How do you remove the brain through the nose? It doesn't sound easy to me. They used this powder to dehydrate the body, called natron, which is basically baking soda and table salt. How much natron do you need to mummify a person? If the whole idea of mummification is to dehydrate the body, to get it really dry, really fast, do you drain the blood first or don't you? The only way to really answer the details of mummification was to actually do it, so we decided to do it.

How did you keep it real?

We wanted to be like the Egyptians. We even worked with tools that were replicas of the ancient tools. We were using copper knives, bronze knives and even stone knives in the operation, so we learned an awful lot about mummification by doing it. We did everything the Egyptian way. We never even X-rayed to see how it was going; we always did what we thought the ancient Egyptian embalmers would do. It was very exciting. It was the first mummification in 2,000 years.

Why did the Egyptians remove every organ except the heart during mummification?

They believed that you thought with your heart. They really didn't know the function of the brain. The heart was the one thing they kept inside the body because you're going to need that to think when you get to the next world to say the magical spells and resurrect yourself. Every other organ, except for the brain, they kept it in jars, next to the sarcophagus. They would keep them, so that literally in the next world, you'd get it all together again. You'll be reassembled magically.

How did Anubis, the jackal-headed deity, become the Egyptian god of embalming?

Jackals have a special digestive system. They can't eat fresh meat. They like pre-digested, rotten meat. So they were seen scavenging in cemeteries, and they became associated with cemeteries; and that's why they became associated with the dead.

When did middle-class mummies arise?

Right after the end of the pyramid building. It used to be only the Pharaohs were going to resurrect, be immortal. At some point, the Egyptian government totally collapsed, during what we call The Old Kingdom, which is when the pyramids were built. When it collapsed, the pyramids were robbed. People went into the pyramids, and they saw these magical spells on the walls the priests had written down to help resurrection. They were called the pyramid texts. And the raiders figured they could be immortal too. Immortality became sort of democratized.

Why did people stop making mummies?

When Egyptian civilization declined, and when the Greeks conquered them, the priesthood wasn't supported, and the religion just died out, and therefore mummification died out. Mummification mainly happened between 2,500 B.C. and around 200 A.D.; almost 3,000 years.

How can mummy DNA aid modern science and health?

We can see how diseases have changed. We can look, for example, at a bacteria like malaria in ancient Egypt, and if we look at the DNA of that ancient organism and compare that to modern malaria, we'll know how it's evolved and we'll know what direction the disease is going in maybe, and we might be able to avoid certain diseases.

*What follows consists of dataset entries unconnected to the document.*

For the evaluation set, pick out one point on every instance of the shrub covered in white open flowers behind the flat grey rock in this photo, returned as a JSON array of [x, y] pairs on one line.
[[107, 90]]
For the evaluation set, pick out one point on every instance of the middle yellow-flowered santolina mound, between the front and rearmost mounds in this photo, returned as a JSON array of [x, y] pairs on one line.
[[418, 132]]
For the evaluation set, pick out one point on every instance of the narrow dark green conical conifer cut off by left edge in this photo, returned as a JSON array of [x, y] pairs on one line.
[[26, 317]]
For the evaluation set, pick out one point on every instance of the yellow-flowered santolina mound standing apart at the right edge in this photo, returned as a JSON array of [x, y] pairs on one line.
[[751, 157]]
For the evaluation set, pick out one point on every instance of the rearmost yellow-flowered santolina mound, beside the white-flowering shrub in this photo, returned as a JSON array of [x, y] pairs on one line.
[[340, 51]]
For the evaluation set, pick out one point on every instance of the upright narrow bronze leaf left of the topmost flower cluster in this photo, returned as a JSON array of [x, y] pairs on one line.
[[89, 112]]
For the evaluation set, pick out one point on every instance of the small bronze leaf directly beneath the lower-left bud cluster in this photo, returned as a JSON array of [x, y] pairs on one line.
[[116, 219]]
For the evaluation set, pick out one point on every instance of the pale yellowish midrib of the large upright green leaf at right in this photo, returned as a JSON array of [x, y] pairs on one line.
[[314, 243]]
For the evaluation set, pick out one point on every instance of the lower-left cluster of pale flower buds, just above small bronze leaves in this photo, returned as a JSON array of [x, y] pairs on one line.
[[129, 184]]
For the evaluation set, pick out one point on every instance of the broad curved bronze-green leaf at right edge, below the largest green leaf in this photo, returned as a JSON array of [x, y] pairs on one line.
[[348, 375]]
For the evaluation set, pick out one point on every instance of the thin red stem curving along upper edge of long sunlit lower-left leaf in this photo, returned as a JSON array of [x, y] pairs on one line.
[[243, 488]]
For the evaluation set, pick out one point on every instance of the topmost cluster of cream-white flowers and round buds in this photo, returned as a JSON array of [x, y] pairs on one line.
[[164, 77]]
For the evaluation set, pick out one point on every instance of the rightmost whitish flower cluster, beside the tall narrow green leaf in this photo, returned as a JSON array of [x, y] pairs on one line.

The bones are the best place to find DNA, because it's best preserved there.

You've been doing Alzheimer's studies and struggling with it. What's the problem?

Usually the Egyptians took the brain out and threw it away when they mummified. They took the brain out of the nose, so it was all kind of liquid and not in good shape. ... I have to find mummies of very poor people who couldn't afford to have their brain taken out, and in addition, the person has to be at least 60 years old for me to look for Alzheimer's, so it's hard. I only have two brains of old people from ancient Egypt, and they have no sign of Alzheimer's.

Why did they have to take the brain out through the nose? Why didn't they just open their heads?

You don't want to really mess up the head. You want to do as little cosmetic damage as possible. You want to look good in the next world.